= Initialized sign =

Handshape sign for finger spelling in the sign language

In sign language, an initialized sign is one that is produced with a handshape(s) that corresponds to the fingerspelling of its equivalent in the locally dominant oral language, based on the respective manual alphabet representing that oral language's orthography. The handshape(s) of these signs then represent the initial letter of their written equivalent(s). In some cases, this is due to the local oral language having more than one equivalent to a basic sign. For example, in ASL, the signs for "class" and "family" are the same (a basic sign for 'group of people'), except that "class" is signed with a 'C' handshape, and "family" with an 'F' handshape. In other cases initialization is required for disambiguation, though the signs are not semantically related. For example, in ASL, "water" is signed with a 'W' handshape touching the mouth, while "dentist" is similar apart from using a 'D' handshape. In other cases initialization is not used for disambiguation; the ASL sign for "elevator", for example, is an 'E' handshape moving up and down along the upright index finger of the other hand.

The large number of initialized signs in ASL and French Sign Language is partly a legacy of Abbé de l'Épée's system of Methodical Sign (les signes méthodiques), in which the handshapes of most signs were changed to correspond to the initial letter of their translation in the local oral language, and (in the case of ASL) partly a more recent influence of Manually Coded English.

==Use in Sign Languages==
Sign languages make use of initialized signs to different degrees. Some, such as Taiwanese Sign Language and Hong Kong Sign Language have none at all, as they have no manual alphabets and thus no fingerspelling. In Japanese Sign Language, there are kana-based initialized signs that contain only the first mora of the equivalent Japanese word. For example, the sign for 'feeling' in JSL incorporates the Kana character 'KI' of Japanese manual syllabary as in Japanese (気持ち, kimochi). However, only signs following the phonological constraints are accepted by native signers.
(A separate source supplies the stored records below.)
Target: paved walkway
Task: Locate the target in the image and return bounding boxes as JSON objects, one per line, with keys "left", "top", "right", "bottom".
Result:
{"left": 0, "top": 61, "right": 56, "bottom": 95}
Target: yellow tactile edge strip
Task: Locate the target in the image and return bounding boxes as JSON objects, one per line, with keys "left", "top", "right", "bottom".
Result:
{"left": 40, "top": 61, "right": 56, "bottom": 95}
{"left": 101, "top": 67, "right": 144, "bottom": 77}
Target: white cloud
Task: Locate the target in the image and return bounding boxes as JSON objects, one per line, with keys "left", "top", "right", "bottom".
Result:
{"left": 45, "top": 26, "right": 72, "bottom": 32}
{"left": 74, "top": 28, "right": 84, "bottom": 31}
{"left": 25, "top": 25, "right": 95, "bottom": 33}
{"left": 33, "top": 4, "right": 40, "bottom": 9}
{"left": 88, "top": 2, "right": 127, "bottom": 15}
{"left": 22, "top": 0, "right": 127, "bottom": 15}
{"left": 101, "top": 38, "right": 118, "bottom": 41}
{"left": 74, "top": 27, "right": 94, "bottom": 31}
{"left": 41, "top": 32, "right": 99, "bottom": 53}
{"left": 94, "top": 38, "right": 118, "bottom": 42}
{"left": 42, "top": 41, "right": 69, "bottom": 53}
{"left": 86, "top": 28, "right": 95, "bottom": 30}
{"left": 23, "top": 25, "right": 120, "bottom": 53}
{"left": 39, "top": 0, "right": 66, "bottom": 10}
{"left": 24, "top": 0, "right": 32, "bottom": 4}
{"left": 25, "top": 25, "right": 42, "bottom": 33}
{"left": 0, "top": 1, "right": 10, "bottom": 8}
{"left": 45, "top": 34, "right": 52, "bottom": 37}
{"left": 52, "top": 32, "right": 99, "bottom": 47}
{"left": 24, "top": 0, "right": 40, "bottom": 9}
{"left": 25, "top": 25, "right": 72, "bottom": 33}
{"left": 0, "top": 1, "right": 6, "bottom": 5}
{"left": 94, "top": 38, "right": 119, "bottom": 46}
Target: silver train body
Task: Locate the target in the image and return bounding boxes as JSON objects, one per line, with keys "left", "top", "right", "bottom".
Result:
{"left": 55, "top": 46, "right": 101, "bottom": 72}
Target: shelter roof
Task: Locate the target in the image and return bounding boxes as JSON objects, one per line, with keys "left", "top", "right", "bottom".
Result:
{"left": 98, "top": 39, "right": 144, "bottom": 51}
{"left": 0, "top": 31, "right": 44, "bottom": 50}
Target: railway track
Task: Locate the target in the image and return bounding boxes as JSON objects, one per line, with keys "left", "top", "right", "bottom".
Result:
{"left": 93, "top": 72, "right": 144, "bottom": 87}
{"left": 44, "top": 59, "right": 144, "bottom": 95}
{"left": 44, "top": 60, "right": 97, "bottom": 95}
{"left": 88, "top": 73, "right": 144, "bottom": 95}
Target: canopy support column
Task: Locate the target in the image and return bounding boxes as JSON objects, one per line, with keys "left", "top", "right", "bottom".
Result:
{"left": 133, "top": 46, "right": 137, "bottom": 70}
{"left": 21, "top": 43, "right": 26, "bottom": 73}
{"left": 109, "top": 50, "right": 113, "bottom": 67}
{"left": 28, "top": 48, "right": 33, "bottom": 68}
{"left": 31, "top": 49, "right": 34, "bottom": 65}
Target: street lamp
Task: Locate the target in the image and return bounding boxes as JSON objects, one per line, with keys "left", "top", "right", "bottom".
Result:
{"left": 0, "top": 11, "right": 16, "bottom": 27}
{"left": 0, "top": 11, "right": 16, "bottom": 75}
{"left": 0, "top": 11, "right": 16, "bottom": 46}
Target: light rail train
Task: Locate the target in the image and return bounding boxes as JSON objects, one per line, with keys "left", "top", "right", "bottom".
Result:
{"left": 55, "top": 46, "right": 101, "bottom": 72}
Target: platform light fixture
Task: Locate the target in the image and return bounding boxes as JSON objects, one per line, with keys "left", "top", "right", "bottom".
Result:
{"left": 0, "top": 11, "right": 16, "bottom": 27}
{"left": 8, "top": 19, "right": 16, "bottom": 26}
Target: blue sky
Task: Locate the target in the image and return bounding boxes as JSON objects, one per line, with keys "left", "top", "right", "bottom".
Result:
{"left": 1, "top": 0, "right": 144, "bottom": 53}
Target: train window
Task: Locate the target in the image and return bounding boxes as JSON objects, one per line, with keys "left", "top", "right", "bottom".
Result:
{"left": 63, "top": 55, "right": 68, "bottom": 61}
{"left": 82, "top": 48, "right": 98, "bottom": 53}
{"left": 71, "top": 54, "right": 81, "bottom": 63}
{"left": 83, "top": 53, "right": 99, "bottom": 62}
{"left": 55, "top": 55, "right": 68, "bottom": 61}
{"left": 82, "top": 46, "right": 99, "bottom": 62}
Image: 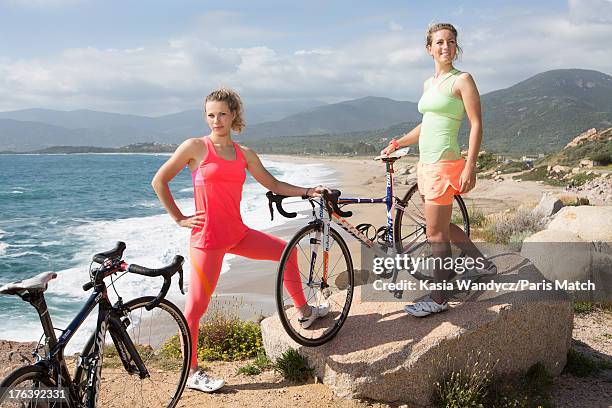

In ASL, initialized signs are typically considered "hearing" signs, used in schools to help students acquire English, though some such as "water" above are thoroughly assimilated. In Mexican Sign Language, however, initialized signs are much more numerous, and are more fully integrated into the language. This is also the case with Nepali Sign Language, and are perhaps one of the most noticeable structural differences between the lexicon of Nepali Sign Language and that of neighboring Indo-Pakistani Sign Language, which (perhaps in part due to its two-handed manual alphabet) has significantly far fewer initialized signs, but a fair number of "sequential initializations (i.e., compound signs composed of the initial letter of the word either preceding or following a sign, e.g. "C" + BOSS = CAPTAIN in IPSL).